Howard Simon, executive director of the ACLU of Florida, has sent a letter to Gov. Rick Scott asking that the state end the practice of selling driver's license information, saying that the sales violate Floridians' expectations of privacy.
The sales of the information -- which includes a license holder's home address, age, gender, and the license number -- reportedly brought in $73 million for the state between July 1, 2010, and June 30, 2011.
The catch here is that the sales are completely legal.
Typically, the buyers of the information are seeking to do checks of someone's driving record, but the information is also sold to online information databases that store public records.
It's illegal to sell the personal information for marketing purposes, although the general fear is that once the original sale is made by the state for a legitimate purpose, it could then be sold or given to someone who doesn't plan on using it for said legitimate purpose.
Courts have decided that under the Driver Privacy Protection Act, what Florida is doing by selling the license data is legal.
In Simon's request, however, he contends that both the privacy and security of Florida citizens are at risk under this practice.
"All Floridians, including drivers, have an expectation of privacy," Simon writes. "Selling personal data without notice or permission violates that expectation. Florida drivers do not give their personal, identifying information to the state so it can be sold and re-sold to private companies."
Chances are, that letter has already found its way into the garbage can of the governor's office. The sales bring in a solid amount of revenue to the state, and the state wouldn't be directly responsible for misuse of the information, even though it's the source.
On the other hand, Simon says there's no law that requires the state to sell the information -- which the governor's office doesn't exactly agree with.
Scott's spokesman, Lane Wright, told the Miami Herald that the state is actually bound by the Driver Privacy Protection Act to create the exemption for the online database companies.
But just like having sex with animals before the October 1 deadline, Simon says, "Just because the state can do something, does not mean the state should do it."
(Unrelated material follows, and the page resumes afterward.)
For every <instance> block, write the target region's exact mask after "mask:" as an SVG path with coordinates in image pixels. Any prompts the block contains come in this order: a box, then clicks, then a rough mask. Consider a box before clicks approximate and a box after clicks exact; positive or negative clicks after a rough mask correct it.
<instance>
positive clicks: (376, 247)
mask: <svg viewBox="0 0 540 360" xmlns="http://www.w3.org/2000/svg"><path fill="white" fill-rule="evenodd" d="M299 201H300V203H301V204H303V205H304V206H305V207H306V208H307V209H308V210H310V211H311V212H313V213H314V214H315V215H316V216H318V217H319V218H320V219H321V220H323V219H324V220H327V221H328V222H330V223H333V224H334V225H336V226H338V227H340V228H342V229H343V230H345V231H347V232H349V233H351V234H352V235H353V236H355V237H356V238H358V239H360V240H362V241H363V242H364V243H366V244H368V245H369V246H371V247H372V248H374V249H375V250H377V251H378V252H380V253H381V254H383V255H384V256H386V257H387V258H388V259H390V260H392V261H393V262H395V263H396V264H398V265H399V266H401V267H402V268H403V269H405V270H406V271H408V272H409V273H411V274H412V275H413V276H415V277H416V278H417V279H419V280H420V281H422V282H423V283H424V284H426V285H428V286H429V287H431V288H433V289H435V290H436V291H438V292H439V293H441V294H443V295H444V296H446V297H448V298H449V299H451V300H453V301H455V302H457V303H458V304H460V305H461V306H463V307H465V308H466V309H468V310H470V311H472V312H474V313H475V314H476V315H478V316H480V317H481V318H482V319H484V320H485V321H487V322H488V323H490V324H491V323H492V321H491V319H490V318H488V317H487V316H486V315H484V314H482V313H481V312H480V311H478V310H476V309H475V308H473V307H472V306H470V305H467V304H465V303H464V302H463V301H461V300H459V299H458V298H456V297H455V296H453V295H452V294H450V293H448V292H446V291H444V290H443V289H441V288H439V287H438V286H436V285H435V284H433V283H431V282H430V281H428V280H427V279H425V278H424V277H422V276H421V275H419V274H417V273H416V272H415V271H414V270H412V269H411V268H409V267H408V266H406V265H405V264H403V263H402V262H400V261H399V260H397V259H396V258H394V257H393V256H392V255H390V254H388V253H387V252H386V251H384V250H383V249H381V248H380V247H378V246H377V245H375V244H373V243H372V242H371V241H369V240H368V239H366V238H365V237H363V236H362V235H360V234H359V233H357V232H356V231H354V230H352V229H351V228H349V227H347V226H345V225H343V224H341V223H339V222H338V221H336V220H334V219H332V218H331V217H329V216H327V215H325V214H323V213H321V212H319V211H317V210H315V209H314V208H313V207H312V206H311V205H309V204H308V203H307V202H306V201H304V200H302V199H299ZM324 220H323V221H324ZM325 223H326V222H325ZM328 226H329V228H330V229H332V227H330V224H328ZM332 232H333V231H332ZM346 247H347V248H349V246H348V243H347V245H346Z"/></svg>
Simon also asks that the state put notifications and safeguards in place to protect the information that's already been released from being used illegally, although it's probably too late for that anyway.
Regardless, Simon says Scott and his administration aren't making any friends by selling the information.
"Perhaps most importantly, Floridians should be able to trust that their elected and appointed leaders will protect and honor their security and privacy," he says. "Your administration undermines that trust by continuing to allow the transfer of person information such as home addresses and gender to those who are willing to pay for it."